A Different Kind of Daughter – Maria Toorpakai
with Katherine Holstein
Ken Harris summarises last Saturday's discussion of this book by the Good Faith Book Club.
This was a book which everyone (apart from one member who had not finished it) had found a very interesting read. This was despite the issues the book covered being quite challenging. It tells the story of a young woman who, as a girl, challenged the cultural norms of a Taliban-dominated society situated in the region of Pakistan which borders on Afghanistan, by taking on a male persona and joining in with boys in playing sports, such as football and weightlifting.
There was some criticism of what was felt by some to be an overlong description of Maria's early days, when she used the name Ghengis Khan and wore boy's clothing. It was only in the second half of the book, when she faced the inevitability of being open about her female body, that the challenges that face women living in a male-dominated society really came to the fore. Everyone found the second part informative and enlightening, and the words 'engrossing' and 'gripping' as well as 'harrowing' were used to describe their impact on different members.
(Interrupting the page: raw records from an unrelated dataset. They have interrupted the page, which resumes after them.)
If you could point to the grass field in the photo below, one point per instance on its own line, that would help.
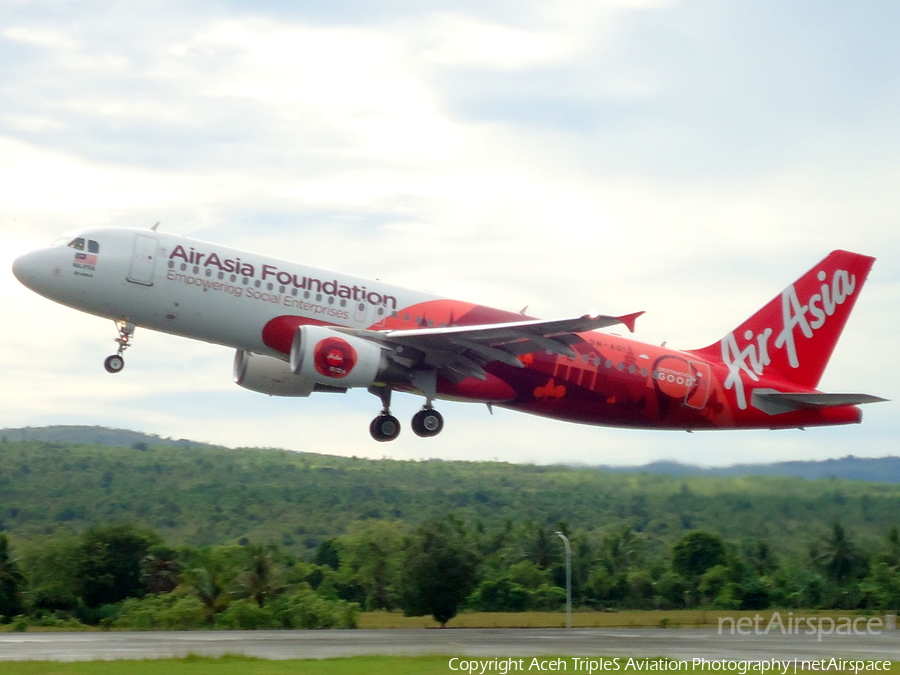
(238, 665)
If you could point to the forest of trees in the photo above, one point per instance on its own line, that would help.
(172, 538)
(123, 576)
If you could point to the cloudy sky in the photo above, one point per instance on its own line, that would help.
(689, 159)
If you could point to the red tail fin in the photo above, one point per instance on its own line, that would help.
(795, 334)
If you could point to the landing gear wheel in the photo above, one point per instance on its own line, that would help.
(385, 428)
(114, 363)
(427, 423)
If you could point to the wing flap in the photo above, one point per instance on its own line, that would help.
(774, 402)
(464, 350)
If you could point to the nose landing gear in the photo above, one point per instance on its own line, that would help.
(116, 362)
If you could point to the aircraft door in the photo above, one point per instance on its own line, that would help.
(143, 260)
(697, 395)
(361, 311)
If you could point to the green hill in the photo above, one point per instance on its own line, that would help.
(200, 495)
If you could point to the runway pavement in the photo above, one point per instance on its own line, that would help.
(673, 643)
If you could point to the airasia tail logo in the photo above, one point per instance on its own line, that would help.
(751, 359)
(334, 358)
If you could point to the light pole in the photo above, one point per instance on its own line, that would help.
(568, 579)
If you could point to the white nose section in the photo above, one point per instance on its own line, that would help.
(23, 268)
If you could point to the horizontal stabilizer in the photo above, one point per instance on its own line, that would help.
(776, 402)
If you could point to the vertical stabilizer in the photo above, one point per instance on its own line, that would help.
(793, 336)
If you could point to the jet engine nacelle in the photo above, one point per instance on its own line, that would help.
(332, 358)
(268, 375)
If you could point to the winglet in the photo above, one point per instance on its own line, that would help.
(629, 319)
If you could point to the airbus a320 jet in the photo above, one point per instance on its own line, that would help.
(298, 330)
While Islam itself was not discussed, it was there throughout the book, and particularly in the lives of Maria's parents, whose religious understanding was evident in both their faithful adherence to Islamic practices and in the devotion that they showed, not only towards Maria but also in the work that they undertook in the wider society outside of the family.
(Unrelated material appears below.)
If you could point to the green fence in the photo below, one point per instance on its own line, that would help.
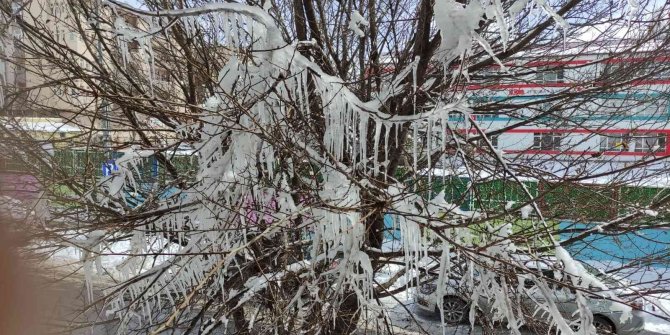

The story of how Maria eventually became a top female squash player, overcoming the many obstacles in her path, highlighted many different issues which face the world today, particularly in the face of fundamentalist thinking of many different kinds. While it was the challenges within Islam and Islamic societies that featured here, these same issues face people of all faiths and none, as the world struggles with issues of gender and the roles that people are expected to play within families and societies. There is much to learn from and ponder about in this book. A good read!